Auditor-General Edward Ouko has flagged irregular spending of money meant to improve health services in several counties in the Nyanza and Western regions.
The expenditure has undermined key health services in those areas. In Vihiga County, Mr Ouko has raised queries about Sh7 million meant for 42 Level Two and Level Three facilities.
The money was part of a grant from the Danish International Development Agency (Danida). The county, Mr Ouko says, failed to account for Sh4.6 million received from the donor and the national government.
Mr Ouko said no documents were provided to indicate how the money was spent. He said the expenditure was initiated by an account with no proper knowledge of child development issues. The venue of the workshop and facilitators were not identified.
Irregular payments of Sh2.1 million to 86 officers who attended the Malezi Bora Initiative workshop have been captured in the report. They were each paid Sh5,000 per day for five days.
In Trans Nzoia, the Auditor-General is questioning the delayed construction of the County Teaching and Referral Hospital. Mr Ouko said an audit verification of the facility carried out in November 2018 showed the project stalled in June 2018.
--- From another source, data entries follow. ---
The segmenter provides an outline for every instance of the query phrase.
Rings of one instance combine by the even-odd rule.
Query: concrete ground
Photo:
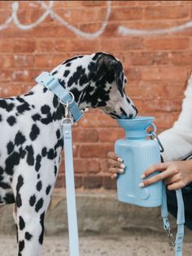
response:
[[[174,250],[166,236],[122,233],[114,236],[81,236],[81,256],[173,256]],[[46,236],[43,256],[68,256],[68,239],[65,234]],[[191,255],[192,243],[185,242],[183,256]],[[0,236],[0,255],[16,256],[15,237]],[[35,255],[34,255],[35,256]]]

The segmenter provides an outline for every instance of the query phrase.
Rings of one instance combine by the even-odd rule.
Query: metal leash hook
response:
[[[165,231],[168,236],[168,239],[169,239],[169,243],[168,245],[171,246],[171,247],[175,247],[176,245],[176,239],[175,239],[175,236],[174,235],[172,234],[172,231],[171,231],[171,228],[167,228],[165,227]]]
[[[64,116],[65,116],[65,117],[62,120],[62,125],[63,125],[65,123],[71,123],[71,125],[73,125],[73,121],[72,119],[71,113],[69,111],[69,105],[74,102],[75,97],[74,97],[72,93],[69,92],[69,94],[72,96],[72,101],[71,102],[67,101],[66,103],[63,103],[61,99],[59,100],[60,104],[64,106]]]
[[[160,139],[159,139],[158,135],[155,134],[155,132],[154,131],[151,131],[150,134],[151,134],[151,135],[150,135],[150,138],[151,139],[153,139],[153,136],[156,139],[159,147],[160,147],[160,152],[164,152],[164,146],[162,145],[161,142],[160,142]]]
[[[147,126],[146,129],[148,129],[149,127],[152,126],[154,130],[151,130],[149,132],[148,135],[150,136],[151,139],[154,139],[153,136],[155,139],[156,139],[159,147],[160,147],[160,152],[164,152],[164,148],[162,145],[160,139],[159,139],[158,135],[156,135],[156,126],[154,124],[151,124],[149,126]]]

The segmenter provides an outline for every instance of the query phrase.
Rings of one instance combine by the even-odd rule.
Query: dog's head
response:
[[[132,118],[137,110],[124,91],[126,78],[120,60],[98,52],[69,59],[52,75],[71,91],[80,108],[99,108],[113,118]]]

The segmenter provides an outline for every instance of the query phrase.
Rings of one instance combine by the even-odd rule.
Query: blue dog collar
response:
[[[35,79],[35,81],[53,91],[63,104],[68,103],[69,111],[75,121],[79,121],[82,117],[83,114],[79,109],[77,104],[75,102],[73,95],[71,92],[68,92],[59,84],[57,78],[51,76],[48,72],[43,72]]]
In the previous financial year, Sh182.7 million had been paid for the project and interim certificates for works issued by a private consultant, raising queries on implementation of the project.
Mr Ouko said the issuing of the certificates by a private consultant had contravened Section 48 of the Public Procurement and Asset Disposal Act 2015, which requires an inspection and acceptance committee to issue the interim and completion certificates.
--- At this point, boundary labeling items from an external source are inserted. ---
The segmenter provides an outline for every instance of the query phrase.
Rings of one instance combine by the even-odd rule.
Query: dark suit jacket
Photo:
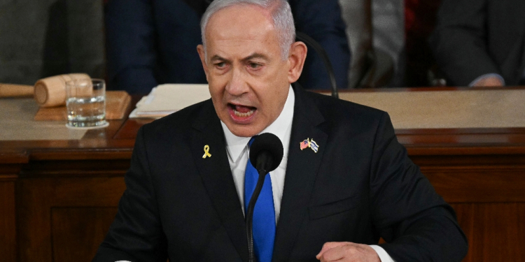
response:
[[[274,261],[316,261],[328,241],[397,261],[459,261],[452,209],[407,157],[384,112],[295,88]],[[300,150],[314,139],[318,152]],[[211,157],[202,159],[204,145]],[[244,217],[210,100],[144,126],[118,214],[94,261],[246,261]]]
[[[350,50],[337,0],[289,2],[296,29],[324,48],[338,87],[346,87]],[[183,0],[109,0],[106,6],[108,89],[148,94],[159,84],[206,83],[197,52],[202,43],[200,11],[204,13],[198,9]],[[328,89],[326,72],[317,54],[309,50],[300,82],[306,88]]]
[[[496,73],[517,85],[525,69],[525,1],[443,0],[430,38],[451,85]]]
No reasons were provided for why the contractor had abandoned the project despite paid Sh195 million. The project was to be completed by February 2019.
In Kakamega, Sh269.3 million had not been paid to mothers identified as beneficiaries under the Linda Afya Ya Mama na Mtoto programme.
At the time of the audit in November 2018, 30,716 mothers had not received the cash.
In Nyamira, the county paid Sh576 million for leased medical equipment. But the agreement between the county and the national government was not provided for audit.
The money being deducted at the source by the National Treasury increased from Sh5 million to Sh200 million as from July 2018. No explanation was provided.
The county also purchased five Intensive Care Unit ventilators for a total of Sh16 million. But the machines have not been put into use due to lack of skilled staff to operate the equipment.
The executive also procured a faulty laundry machine for Sh8.5 million that has since fallen into disuse.
In addition, the executive procured five heart-related machines for Sh3 million. But physical verification revealed that four of the defibrillators had not been put to use and were lying idle.
In Siaya, Sh95.7 million was included in the budget estimates but no intergovernmental agreement in line with the Constitution was made available for audit verification. The supplementary budget estimates for various votes did not adhere to the budget ceiling as set out in the County Fiscal Strategy Paper, contrary to the Public Finance Management regulations.
The county was therefore in breach of the law and value for money was not realised, the auditor states.